Now that I'm a dad I'm starting to get fat again. I can push a finger into my gut and my digit's dimple lingers like the impression on a couch cushion recently abandoned by an ass. People say they think I still look great, and that "still" places its teeth around my Adam's Apple. I think they prefer the old, skinny me, so they choose to only see the old, skinny me, who is like another ghost hovering, just as loquacious as the ghost of my fatness past, though my skinny ghost won't stop asking me if I want to smoke a cigarette after we eat the shit out of some kale.

*

If anything, fatness comes with a hyper-awareness of time. Not just nostalgia, not like me remembering my childhood, my brother singing fat boy, fat boy, until tomorrow over and over again until I cried or bludgeoned his body until he cried. What I mean is that when you're fat and then not fat (but always fat) there's no tomorrow, there's no until, just day after Groundhog Day of fat boy, fat boy.

*

I have this dream where I am alone at a banquet. I sit at the head of a long table. There are candles, napkins with lustily high thread counts, knives and eating utensils to arm a garrison.
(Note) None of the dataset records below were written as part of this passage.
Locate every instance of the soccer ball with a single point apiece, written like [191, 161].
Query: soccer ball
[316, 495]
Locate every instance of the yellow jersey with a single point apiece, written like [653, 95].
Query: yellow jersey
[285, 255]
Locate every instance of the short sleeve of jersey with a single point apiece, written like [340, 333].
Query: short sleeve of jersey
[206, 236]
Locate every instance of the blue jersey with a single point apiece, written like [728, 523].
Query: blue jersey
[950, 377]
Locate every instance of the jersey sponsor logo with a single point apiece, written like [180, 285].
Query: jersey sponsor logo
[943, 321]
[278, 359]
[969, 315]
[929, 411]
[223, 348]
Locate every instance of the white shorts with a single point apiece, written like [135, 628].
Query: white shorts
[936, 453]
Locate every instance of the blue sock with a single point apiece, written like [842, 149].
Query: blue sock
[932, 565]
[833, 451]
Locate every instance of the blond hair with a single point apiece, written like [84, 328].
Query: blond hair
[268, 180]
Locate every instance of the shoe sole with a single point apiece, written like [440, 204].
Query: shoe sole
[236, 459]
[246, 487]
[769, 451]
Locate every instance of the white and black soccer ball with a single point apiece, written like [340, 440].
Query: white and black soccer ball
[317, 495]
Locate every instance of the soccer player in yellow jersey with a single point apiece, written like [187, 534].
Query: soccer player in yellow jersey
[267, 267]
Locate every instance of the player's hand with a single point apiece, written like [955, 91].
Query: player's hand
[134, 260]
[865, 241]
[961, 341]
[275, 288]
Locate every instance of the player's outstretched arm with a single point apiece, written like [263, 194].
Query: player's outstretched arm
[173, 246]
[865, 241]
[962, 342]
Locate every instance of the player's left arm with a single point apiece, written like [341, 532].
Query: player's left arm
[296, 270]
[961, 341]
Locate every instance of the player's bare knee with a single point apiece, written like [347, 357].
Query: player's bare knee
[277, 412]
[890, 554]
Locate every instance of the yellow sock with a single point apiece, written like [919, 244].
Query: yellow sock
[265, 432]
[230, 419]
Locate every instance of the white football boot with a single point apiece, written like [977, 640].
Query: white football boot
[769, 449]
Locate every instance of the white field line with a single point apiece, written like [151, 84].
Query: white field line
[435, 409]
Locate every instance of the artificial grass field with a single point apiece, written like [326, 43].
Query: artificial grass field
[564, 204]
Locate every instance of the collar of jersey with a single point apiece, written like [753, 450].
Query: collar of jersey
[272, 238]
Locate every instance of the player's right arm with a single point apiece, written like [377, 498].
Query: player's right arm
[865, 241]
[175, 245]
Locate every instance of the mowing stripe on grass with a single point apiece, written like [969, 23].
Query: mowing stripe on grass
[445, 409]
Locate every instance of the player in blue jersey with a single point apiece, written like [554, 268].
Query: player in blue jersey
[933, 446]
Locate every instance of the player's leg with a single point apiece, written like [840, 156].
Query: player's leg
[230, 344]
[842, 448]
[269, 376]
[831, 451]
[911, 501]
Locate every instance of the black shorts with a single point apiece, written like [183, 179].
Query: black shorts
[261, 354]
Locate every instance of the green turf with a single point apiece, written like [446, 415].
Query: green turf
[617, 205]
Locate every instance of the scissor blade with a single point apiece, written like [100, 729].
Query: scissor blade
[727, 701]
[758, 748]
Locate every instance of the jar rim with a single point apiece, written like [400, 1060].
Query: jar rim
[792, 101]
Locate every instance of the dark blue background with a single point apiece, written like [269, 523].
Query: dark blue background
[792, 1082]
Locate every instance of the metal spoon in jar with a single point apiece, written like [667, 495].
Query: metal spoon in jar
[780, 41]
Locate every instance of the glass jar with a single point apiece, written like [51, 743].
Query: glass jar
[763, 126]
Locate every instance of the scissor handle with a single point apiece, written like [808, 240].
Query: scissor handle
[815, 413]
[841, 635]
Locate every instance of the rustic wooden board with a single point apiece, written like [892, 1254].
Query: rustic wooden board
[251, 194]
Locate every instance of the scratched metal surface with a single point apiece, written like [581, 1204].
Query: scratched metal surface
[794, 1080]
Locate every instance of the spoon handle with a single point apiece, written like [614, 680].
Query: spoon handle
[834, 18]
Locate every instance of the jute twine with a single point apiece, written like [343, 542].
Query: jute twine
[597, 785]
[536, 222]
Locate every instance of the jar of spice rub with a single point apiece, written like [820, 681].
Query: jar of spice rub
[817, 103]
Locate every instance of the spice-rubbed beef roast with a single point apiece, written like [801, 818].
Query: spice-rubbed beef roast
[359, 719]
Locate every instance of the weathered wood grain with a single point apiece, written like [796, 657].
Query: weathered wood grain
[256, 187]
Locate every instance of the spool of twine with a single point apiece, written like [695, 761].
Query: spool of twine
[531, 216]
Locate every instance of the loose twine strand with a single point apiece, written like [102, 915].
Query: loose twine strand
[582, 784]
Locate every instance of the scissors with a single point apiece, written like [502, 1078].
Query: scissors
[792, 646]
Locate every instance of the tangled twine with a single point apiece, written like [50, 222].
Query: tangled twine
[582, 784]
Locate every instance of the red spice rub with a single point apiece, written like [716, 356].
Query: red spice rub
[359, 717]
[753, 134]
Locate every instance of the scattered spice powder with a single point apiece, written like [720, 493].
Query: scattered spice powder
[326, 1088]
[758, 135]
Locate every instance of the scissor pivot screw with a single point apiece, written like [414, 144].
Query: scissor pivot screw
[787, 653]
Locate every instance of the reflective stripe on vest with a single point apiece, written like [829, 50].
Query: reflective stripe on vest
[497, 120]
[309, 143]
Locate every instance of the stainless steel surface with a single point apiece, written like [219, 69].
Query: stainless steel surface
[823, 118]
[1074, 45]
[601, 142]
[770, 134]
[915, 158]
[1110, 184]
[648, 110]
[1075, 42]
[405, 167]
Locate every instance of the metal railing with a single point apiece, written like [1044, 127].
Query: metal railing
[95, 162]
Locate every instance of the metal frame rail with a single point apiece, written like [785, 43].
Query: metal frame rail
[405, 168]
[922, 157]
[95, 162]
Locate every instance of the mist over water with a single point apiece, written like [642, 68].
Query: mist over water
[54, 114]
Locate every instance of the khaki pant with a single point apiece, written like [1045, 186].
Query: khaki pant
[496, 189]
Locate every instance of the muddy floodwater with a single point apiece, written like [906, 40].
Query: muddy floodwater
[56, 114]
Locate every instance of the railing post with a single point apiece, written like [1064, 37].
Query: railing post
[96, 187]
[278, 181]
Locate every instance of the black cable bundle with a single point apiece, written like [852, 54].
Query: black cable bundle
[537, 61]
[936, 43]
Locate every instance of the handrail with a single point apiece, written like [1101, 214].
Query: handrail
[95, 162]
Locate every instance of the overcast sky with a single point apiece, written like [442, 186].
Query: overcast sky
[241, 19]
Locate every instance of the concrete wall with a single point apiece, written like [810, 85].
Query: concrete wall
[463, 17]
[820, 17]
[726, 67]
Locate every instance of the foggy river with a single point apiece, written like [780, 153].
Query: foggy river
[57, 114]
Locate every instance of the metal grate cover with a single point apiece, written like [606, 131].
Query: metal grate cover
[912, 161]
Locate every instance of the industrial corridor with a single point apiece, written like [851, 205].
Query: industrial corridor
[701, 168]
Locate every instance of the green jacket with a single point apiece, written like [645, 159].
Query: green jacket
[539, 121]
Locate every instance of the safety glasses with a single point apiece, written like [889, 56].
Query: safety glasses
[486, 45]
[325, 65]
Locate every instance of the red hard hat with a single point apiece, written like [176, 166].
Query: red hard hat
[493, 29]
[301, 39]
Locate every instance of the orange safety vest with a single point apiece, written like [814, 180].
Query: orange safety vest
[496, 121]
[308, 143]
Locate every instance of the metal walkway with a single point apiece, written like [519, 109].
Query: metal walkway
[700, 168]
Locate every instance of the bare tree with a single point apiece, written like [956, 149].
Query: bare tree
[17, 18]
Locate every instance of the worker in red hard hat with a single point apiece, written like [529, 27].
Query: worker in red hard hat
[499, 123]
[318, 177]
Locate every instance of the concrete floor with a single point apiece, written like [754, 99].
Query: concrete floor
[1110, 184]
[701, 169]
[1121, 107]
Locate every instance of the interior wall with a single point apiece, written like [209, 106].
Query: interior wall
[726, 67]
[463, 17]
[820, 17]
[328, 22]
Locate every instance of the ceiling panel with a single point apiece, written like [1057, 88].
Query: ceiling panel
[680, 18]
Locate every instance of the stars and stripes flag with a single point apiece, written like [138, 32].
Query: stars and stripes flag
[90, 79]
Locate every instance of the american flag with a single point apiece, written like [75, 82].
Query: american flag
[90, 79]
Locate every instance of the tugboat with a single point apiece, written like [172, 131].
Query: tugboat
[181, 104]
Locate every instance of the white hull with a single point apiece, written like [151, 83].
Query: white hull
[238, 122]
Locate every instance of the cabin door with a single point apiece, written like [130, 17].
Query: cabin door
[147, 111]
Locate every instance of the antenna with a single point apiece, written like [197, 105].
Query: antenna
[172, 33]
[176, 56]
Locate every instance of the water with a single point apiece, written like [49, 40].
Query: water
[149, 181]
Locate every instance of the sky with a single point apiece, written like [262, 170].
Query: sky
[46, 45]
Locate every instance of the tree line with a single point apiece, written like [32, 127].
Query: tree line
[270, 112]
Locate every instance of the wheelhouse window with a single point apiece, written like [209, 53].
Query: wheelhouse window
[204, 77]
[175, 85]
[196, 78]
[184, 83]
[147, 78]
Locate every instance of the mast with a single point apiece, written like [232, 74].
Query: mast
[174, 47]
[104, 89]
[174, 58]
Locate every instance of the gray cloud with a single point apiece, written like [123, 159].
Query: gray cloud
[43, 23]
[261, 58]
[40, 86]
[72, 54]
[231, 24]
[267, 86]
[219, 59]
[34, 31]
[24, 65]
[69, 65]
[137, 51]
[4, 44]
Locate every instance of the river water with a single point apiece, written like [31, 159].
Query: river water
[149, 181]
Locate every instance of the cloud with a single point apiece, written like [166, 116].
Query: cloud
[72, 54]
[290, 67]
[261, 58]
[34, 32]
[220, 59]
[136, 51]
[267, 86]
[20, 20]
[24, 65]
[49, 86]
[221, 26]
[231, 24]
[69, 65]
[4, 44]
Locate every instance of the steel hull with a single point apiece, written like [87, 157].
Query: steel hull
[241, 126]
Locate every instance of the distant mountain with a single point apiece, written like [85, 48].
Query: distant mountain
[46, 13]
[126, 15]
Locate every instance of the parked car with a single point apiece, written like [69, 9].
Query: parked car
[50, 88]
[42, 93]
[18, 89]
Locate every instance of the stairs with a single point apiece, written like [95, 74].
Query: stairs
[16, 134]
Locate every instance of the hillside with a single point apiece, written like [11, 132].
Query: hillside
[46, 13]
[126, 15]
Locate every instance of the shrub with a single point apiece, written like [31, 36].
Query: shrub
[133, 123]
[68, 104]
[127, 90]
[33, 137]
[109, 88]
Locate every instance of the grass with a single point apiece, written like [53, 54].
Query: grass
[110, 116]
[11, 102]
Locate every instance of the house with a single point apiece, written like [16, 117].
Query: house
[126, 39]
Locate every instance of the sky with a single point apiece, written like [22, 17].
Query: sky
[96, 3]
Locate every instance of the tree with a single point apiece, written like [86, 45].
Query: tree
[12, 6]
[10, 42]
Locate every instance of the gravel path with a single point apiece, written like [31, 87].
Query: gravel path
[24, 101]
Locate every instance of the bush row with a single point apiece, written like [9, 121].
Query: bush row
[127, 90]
A silver, domed platter is placed in front of me. I remove the dome. Beneath it, I am on a platter, fat, naked, shorn. Well this is awkward, my dinner-self says to my eating-self. I slice off a bit of leg. How do I taste? my dinner-self asks. He begins to sing; he keeps singing even as I work my way up his toes, his shins, his thighs, his cock. Not the lungs, he implores. I need them! But I eat his lungs anyway, and it doesn't matter, even as I chew through the still-pumping gristle of his heart his voice fills the dining hall—until tomorrow fat boy fat boy. When I'm done, his skeleton rolls off the table, stands before a mirror on the wall, posing. Beautiful, I say, but the skeleton finds a glob of flesh stuck to its elbow. Disgusted, it yanks it off, then beckons me. Obediently, I fall to my knees and open my mouth.

*

When I wake up I am so goddamn hungry. My wife sleeps, her lips moving slowly, as if to a song on the radio she barely knows. On the baby monitor my daughter sits up and looks around her room. It's too early to call tomorrow "today" yet. Behind me a ghost says, hey.





Todd Dillard has work in or coming from Split Lip, Pidgeonholes, Atticus Review, Nimrod and others. He lives in Philadelphia.